Vallianz Holdings is continuing to expand its global reach by clinching Letters of Award and new charter contracts with total value of US$64m in Mexico, West Africa and the Asia Pacific region. The Group will be supplying vessels ranging from anchor handling tug supply vessels (AHTS), platform supply vessels (PSV) and barges for periods of up to 3 years.

Keppel Land will redevelop the existing International Financial Centre (IFC) Jakarta Tower 1 into a 49-storey stateof-the-art office tower that will more than double its net leasable area (NLA) to approximately 69,800 sm of premium grade office space. The total cost to redevelop the building, excluding land cost, will be approximately S$266.4m.

Keppel Logistics, a wholly owned subsidiary of Keppel Telecommunications & Transportation, has expanded its logistics capabilities down under with Keppel Logistics (Australia). The wholly-owned subsidiary of Keppel Logistics will manage a 10,000 square metre warehouse in Brisbane, Australia.

Spackman Entertainment Group has entered into a subscription agreement to acquire 46.4% of Breakfastfilm Co., Ltd. for a total cash consideration of KRW 1,300,000,000 (S$1.55m). The acquisition is set to provide a more consistent flow of income to complement the Group's existing core film production operations. This will also position the Group to capitalize on the growing popularity of Korean‐made content and products in the China market.

Geo Energy Resources announced that the Group's subsidiary, PT Sumber Bara Jaya (SBJ) has signed a cooperation agreement with PT Bandar Laut Biru (BLB) for the management and operation of a port terminal for 15 years. This will provide additional revenue stream for the Group. The proximity of port's location to SDJ concession will allow cost saving, control over port scheduling and certainty to logistic availability for future production ramp up.
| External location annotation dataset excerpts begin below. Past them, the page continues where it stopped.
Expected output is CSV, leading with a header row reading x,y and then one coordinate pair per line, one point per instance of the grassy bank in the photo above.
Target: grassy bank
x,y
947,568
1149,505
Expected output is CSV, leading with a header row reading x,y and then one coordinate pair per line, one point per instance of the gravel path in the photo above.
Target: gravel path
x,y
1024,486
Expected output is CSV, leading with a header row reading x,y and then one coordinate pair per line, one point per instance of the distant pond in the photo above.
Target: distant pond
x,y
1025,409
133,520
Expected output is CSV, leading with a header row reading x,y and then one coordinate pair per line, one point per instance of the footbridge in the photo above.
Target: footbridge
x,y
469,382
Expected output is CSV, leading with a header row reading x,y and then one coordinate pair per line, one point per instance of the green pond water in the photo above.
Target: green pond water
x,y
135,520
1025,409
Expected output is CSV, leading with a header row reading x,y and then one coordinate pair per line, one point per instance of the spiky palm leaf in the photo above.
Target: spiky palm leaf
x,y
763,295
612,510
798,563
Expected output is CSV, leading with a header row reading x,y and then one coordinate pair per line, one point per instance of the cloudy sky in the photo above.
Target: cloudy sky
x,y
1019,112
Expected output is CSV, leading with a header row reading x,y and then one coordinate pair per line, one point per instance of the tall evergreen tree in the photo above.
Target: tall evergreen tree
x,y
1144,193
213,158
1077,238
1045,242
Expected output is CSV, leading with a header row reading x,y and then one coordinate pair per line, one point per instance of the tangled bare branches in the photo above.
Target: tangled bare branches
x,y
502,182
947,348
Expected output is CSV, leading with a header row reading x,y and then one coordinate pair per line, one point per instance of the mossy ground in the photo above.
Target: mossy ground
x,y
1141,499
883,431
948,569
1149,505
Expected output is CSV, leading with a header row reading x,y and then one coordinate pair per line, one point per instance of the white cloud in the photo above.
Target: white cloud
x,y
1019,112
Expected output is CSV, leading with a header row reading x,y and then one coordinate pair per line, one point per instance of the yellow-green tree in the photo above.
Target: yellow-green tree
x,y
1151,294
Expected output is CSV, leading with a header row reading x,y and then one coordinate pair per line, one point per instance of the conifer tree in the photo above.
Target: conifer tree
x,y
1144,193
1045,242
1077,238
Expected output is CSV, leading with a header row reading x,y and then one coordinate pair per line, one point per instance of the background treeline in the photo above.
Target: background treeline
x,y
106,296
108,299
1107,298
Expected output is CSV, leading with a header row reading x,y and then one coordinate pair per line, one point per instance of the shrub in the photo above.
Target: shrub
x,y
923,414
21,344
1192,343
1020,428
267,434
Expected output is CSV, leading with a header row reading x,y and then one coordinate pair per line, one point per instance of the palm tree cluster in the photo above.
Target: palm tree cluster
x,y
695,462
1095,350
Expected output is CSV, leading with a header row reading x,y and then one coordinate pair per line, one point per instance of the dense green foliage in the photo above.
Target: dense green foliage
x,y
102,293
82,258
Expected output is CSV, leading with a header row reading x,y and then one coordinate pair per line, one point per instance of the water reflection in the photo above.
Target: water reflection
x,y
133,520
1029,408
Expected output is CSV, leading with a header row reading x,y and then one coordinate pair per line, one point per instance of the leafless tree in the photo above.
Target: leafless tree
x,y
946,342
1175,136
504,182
China Sunsine Chemical Holdings is expected to report a substantial increase in consolidated net profit, compared to the corresponding period from 1 July 2013 to 30 September 2013. The expected profit growth is mainly due to the increase in both average selling price and sales volume of the Group's products.
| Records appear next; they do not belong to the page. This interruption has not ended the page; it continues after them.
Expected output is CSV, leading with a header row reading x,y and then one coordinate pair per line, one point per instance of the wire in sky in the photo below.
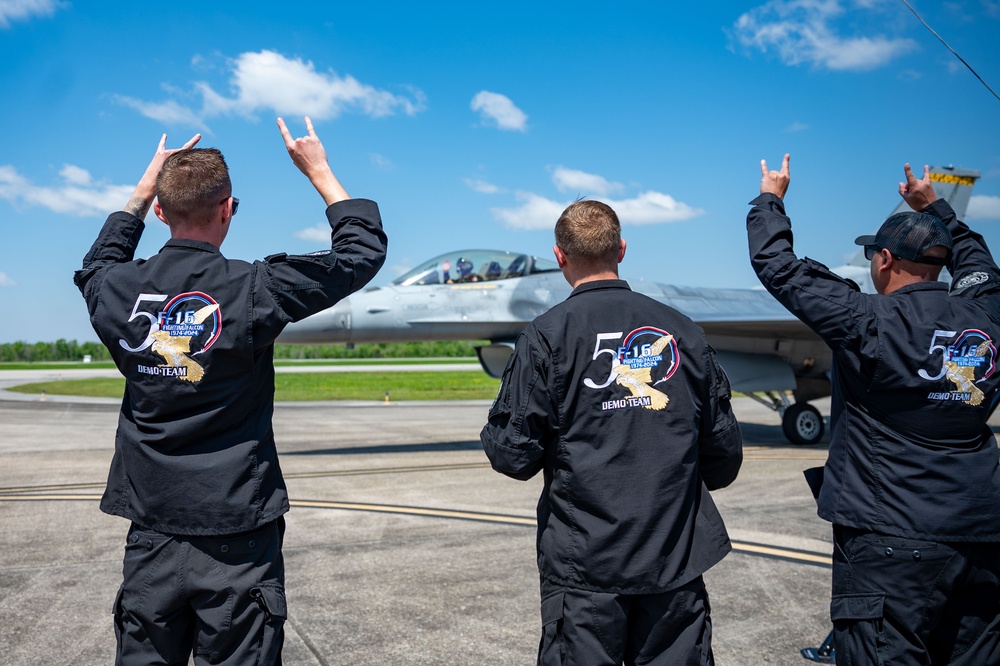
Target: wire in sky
x,y
910,7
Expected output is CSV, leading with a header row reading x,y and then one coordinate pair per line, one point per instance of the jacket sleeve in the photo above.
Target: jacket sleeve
x,y
828,304
720,443
522,418
972,266
300,285
115,244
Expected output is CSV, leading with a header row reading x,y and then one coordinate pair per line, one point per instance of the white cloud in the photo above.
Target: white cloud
x,y
538,212
805,31
267,80
318,234
79,195
482,186
498,109
22,10
983,207
572,180
168,113
534,212
652,208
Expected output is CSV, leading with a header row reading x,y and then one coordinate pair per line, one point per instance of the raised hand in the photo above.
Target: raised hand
x,y
145,190
917,193
775,182
309,155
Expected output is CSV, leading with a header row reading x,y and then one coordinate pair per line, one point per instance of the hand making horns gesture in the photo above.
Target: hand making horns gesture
x,y
775,182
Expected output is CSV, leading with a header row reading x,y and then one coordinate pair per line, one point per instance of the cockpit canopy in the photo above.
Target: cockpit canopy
x,y
475,266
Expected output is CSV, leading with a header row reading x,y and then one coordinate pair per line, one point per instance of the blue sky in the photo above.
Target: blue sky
x,y
473,124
Singapore September NODX inched up 0.9% y-o-y, a far cry from the 6.0% gain in August and the 2.9% forecast by the market. The comedown was even more disappointing month on month. NODX in September tumbled a seasonally-adjusted 8.8% from August, overturning the 7.6% jump in the previous month. Non-electronics NODX expanded 3% y-o-y in September, though this was down from the month before when it grew 12.1%. Electronics NODX dipped 4%, after a 6.9% tumble in August. Electronics NODX's decline last month, for the 26th straight month, was again led mainly by PC-related shipments like parts of PCs and disk drives. Except for Hong Kong, Japan, the EU and Indonesia, NODX shipments to all of Singapore's top 10 markets increased in September. The top three contributors to the NODX rise last month were China, Taiwan and Malaysia.

US stocks rallied to par the week's losses as earnings beat estimates, consumer confidence reached a 7-year high and investors speculated that central banks will add more economic stimulus. Energy stocks led the market rebound. According to an executive board member of the ECB, the ECB will start "within the next days" to purchase assets in the new program to support the economy. At the same time, St. Louis FED Bank President said policy makers should consider delaying the end of bond buying. On the data front, US consumer confidence rose to a reading of 86.4 (consensus 84), the best reading in 7 years. Energy stocks led the market rebound. Morgan Stanley shares gained as its trading revenue rose at the fastest pace on Wall Street. General Electric Co. shares gained after the company beat analysts' third-quarter profit estimates as cost cutting helped boost margins in the industrial business. But Google Inc.'s Class A shares fell as the web-search provider missed profit and revenue estimates for the 3Q.